Invoke for functor methods

A minimal example demonstrating the use of invoke() might look something like the following.

julia> abstract type A end
       struct B <: A end
       f(a::A) = "hello world from $a"
       f(b::B) = invoke(f, Tuple{A}, b)
       f(B())
"hello world from B()"

Now imagine that rather than having a function f(), I want to use values of type A and B as functors instead. In this case, is there an analogous way to dispatch to the A functor?

(a::A)() = "hello world from $a"
(b::B)() = invoke( #= ??? =# , Tuple{A}, b)

This question is driven mainly by curiosity.
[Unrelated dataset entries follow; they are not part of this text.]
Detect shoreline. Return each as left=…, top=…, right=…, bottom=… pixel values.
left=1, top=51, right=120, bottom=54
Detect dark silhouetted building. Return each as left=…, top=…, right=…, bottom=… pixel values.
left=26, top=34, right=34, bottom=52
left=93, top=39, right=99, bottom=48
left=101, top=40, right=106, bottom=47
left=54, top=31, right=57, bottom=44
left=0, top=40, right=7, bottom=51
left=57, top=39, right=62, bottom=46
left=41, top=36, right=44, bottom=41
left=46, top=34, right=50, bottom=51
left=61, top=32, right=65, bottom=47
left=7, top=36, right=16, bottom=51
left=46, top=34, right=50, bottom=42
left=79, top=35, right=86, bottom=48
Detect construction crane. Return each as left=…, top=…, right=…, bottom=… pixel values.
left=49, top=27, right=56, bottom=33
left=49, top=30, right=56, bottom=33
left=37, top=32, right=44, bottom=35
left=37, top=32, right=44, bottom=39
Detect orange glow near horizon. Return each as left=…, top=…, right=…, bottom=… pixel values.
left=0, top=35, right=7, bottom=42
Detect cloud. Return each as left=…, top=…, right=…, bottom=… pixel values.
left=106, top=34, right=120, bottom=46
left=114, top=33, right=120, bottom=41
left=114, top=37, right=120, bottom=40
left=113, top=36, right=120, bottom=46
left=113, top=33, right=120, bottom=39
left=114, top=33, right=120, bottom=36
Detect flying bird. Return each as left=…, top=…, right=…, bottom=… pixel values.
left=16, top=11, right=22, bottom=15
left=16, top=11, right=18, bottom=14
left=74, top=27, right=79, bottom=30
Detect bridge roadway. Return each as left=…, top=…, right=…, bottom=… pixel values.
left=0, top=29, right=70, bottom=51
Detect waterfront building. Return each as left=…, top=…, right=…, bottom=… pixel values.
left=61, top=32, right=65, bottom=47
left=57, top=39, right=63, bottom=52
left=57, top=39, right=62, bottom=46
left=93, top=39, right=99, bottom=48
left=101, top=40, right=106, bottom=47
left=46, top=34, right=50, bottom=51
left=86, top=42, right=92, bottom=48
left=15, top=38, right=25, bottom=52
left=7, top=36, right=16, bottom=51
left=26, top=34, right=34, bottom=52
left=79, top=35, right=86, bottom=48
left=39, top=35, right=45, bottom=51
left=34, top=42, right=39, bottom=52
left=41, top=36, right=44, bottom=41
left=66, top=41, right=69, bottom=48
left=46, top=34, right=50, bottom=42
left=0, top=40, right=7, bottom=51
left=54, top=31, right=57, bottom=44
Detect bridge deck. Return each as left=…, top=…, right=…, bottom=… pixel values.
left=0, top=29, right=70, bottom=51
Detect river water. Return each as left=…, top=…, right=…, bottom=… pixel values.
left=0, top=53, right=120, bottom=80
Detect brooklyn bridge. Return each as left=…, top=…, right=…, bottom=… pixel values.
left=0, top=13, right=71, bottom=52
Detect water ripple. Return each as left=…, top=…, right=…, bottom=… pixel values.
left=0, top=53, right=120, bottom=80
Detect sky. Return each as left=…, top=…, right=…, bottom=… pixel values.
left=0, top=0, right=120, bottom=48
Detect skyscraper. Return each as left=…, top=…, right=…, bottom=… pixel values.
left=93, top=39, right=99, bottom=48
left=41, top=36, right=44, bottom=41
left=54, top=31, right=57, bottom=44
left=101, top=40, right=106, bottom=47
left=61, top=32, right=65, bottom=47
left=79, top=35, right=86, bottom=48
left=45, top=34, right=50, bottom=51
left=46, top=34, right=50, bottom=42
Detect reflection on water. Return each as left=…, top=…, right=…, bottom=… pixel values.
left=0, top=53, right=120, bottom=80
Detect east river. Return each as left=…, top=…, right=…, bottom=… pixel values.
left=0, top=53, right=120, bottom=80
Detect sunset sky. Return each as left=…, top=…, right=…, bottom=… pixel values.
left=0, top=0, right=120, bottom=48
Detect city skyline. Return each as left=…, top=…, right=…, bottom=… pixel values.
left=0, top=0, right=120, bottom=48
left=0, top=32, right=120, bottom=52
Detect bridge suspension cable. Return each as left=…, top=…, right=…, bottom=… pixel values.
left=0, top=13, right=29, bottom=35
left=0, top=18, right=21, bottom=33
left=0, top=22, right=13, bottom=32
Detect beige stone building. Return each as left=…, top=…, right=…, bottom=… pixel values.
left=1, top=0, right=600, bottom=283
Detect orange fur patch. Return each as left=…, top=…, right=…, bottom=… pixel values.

In my actual code, I currently just dispatch to the above helper function f().

(a::A)() = f(a)

AFAICT this works fine, I’m just curious whether there would be a way to get rid of the additional helper function.

2 Likes

Not directly. The fundamental issue here is that method signatures vary over the types of the callable and the positional arguments, but invoke only allows us to specify the positional arguments. In this case, invoke(b,...) cannot specify a b() call to use the (a::A)() method. Shifting the implementation to arguments of a const-named helper function and forwarding all functor calls to it is as good as it gets for invoke.

In the grander scheme, there are many functions that seem designed for the vast majority of named functions yet could reasonably be extended to other callables. This is a bit of a double whammy because invoke is also rarely used outside of reflection; deleting the b::B method with invoke from your minimal example would let B()() “invoke” the (a::A)() method, for instance.